1673 wurde die Turmhaube mit Knopf aufgesetzt und mit Schiefer gedeckt. Die Turmuhr musste erneuert werden. Sie hatte jetzt nur noch 2 Zifferblätter, je eines für die Ober- und die Unterstadt. Diese Uhr schlägt die vollen Stunden doppelt(je einmal für die Oberstadt und die Unterstadt). 1815 wurde die Uhr generalüberholt und tat ihren Dienst bis 1923!
1738 war eine Neueindeckung der Turmhaube erforderlich. 1799 musste das „Geländergange“ repariert werden.
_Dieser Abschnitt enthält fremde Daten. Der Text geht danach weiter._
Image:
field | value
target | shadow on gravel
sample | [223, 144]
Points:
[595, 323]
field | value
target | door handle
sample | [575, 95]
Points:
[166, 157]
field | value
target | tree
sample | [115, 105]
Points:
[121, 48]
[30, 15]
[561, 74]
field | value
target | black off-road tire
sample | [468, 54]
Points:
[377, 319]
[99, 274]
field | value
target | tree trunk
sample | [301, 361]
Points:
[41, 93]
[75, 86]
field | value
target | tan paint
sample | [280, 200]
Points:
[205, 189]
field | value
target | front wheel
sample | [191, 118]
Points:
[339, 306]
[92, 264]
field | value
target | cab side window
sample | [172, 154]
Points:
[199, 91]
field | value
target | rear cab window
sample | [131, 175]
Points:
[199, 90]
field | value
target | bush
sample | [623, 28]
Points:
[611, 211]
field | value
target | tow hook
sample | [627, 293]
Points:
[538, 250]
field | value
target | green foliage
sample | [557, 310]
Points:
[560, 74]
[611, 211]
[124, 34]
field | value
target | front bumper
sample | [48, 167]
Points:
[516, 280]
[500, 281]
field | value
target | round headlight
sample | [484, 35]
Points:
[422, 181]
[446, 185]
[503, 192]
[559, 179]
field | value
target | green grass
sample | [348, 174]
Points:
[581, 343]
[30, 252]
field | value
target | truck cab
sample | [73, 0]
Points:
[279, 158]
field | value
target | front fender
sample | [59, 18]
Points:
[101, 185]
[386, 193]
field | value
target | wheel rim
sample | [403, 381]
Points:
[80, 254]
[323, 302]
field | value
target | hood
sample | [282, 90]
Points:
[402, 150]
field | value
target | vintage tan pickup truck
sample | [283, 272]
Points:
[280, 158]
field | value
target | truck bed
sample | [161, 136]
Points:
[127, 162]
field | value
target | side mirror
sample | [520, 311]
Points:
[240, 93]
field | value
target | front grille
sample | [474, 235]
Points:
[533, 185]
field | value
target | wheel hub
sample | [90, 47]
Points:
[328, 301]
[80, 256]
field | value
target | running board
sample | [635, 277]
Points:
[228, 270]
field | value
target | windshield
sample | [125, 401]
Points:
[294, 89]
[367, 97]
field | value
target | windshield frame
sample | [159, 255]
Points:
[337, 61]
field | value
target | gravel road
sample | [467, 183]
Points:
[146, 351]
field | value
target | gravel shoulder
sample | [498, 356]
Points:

Eine 1832 dazu gekommene Wetterfahne konnte wie ihr Ersatz nicht den Stürmen trotzen: 1884 und 1989 erlitten ihre Nachfolger das gleiche Schicksal. 1889 erfolgte ein Neuverputz des Rathauses einschließlich des Turmes. Aus Anlass des Wettin-Jubiläums wurden die Portale neu gestaltet.
1991/92 erfolgte eine gründliche Restaurierung des Turmes. Bei dieser Gelegenheit erhielt der stolze Turm eine neue Bekrönung, einen vergoldeten Knauf und eine neue Wetterfahne. 1993 wurde der Turm Aussichtsturm.